Trump's (only) communication skill

President Trump has poor language communication but he does well in one nonverbal area. When he speaks extemporaneously without the advantage of a teleprompter speech written by someone else, he can't complete sentences. He puts phrases together in which the subject is often missing or unclear because he has changed the subject from when he starts a sentence until he reaches the end of it.

Here's an example from Time's interview with Trump:

Scherer (the interviewer): "So you don't feel like Comey's testimony in any way takes away from the credibility of the tweets you put out, even with the quotes?"
Trump: "No, I have, look. I have articles saying it happened. But you have to take a look at what they, they just went out at a news conference."

The first phrase, "No, I have, look." doesn't make any sense and doesn't answer the question. In the second phrase: "I have articles saying it happened.," who knows what "it" is related to. In the third phrase, who in the world is "they" and what does "they just went out at a news conference" mean?

He jumps all over the place when he is speaking without a teleprompter, and makes me feel like I am listening to Dory in Finding Nemo

His vocabulary of adjectives and adverbs is very limited and he mostly uses "biggest," "greatest,"
"best ever," etc. And I don't think he has uttered a single quotable sentence since he took office. I know, "Make America Great Again." but that was a campaign slogan that someone else thought up.

But there is one area in which he surpasses Barack Obama, who was an elegant speaker with command of the English language and who had the ability to put coherent thoughts together, unlike our current president.

Trump always ends his sentences with his voice going down at the end.

If you want to make your point, and in speeches he is reading, there generally is a specific point, lower your voice at the end as if your sentence is walking down stairs. This technique literally gives weight to the words you are speaking.

Here is Trump - notice how his voice goes down at the end of each sentence:

He asks some questions, "Have you seen any Russians in West Virginia?" and then his voice goes up appropriately. But every sentence he utters goes firmly down at the end.

Barack Obama often raises his voice at the end of sentences, potentially detracting from the power of his words. This is a clip of his best speaking moments - notice how often, even in these powerfully uttered words, he does not go down at the end of his sentences. In the first clips, he makes sentences that go down at the end, but in the middle segment, his words often rise at the end of the sentence.


To Barack Obama's credit, his words were so well put together and so powerful, it often made no difference that his voice tone rose at the end of his sentences. He exuded sincerity and honesty, unlike our current president who speaks in a chameleon way - changing his words to accomplish his goal of selling himself.

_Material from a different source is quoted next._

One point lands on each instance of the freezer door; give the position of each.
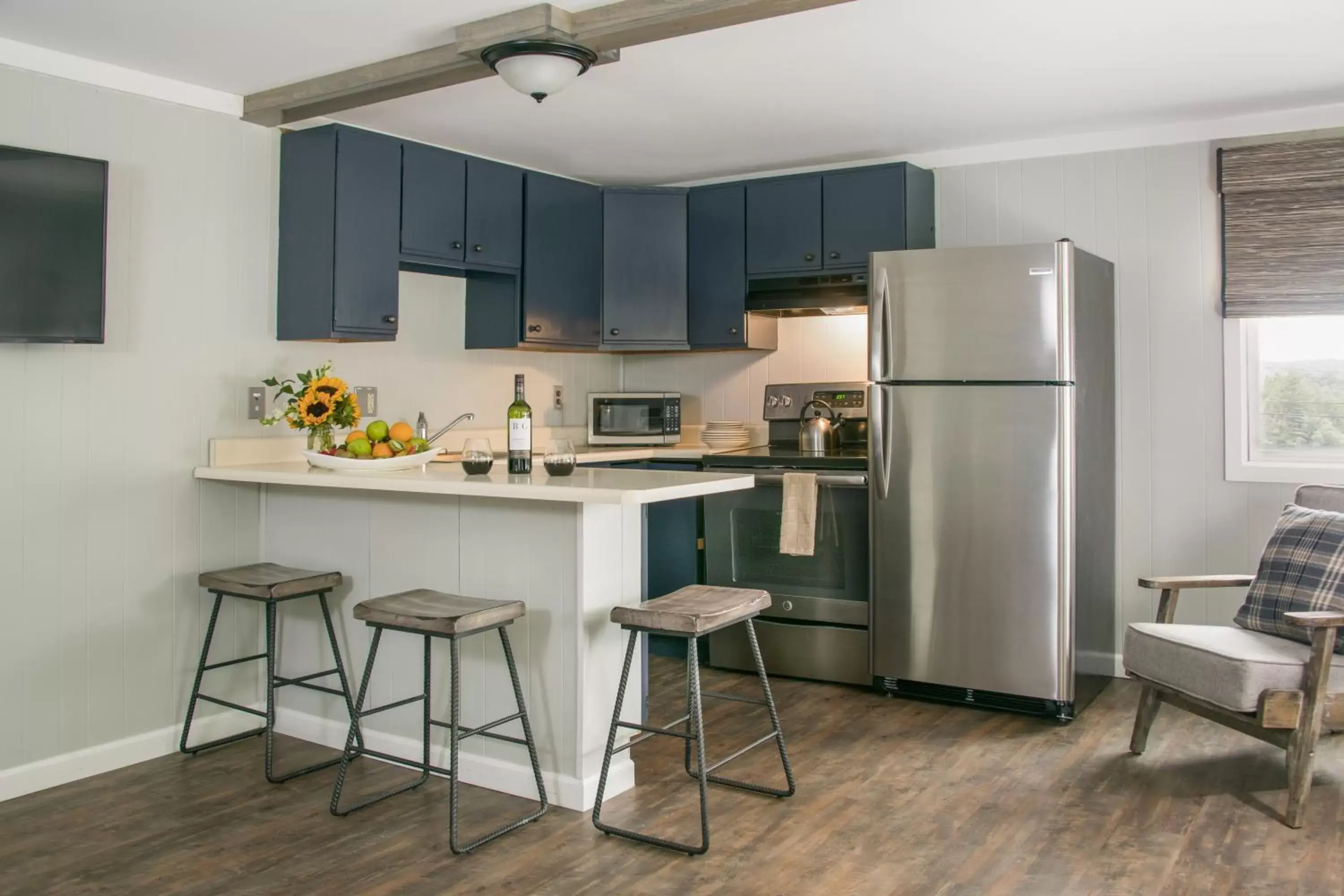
(998, 314)
(972, 524)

In Obama's speech at Selma, you might notice that his voice stays up at the end of sentences. This happens so much in the clip that I wondered if it may also reflect his audience in Alabama which would probably have included many people in the southern gospel tradition where one's speech often rises at the end.

Generally if you want to speak and be heard, there are three main things one must have:

1. Words that are well put together into coherent sentences
2. Sincerity and passion
3. A delivery that expresses the power behind your words, which in most cases, means that your words go down at the end of your sentences.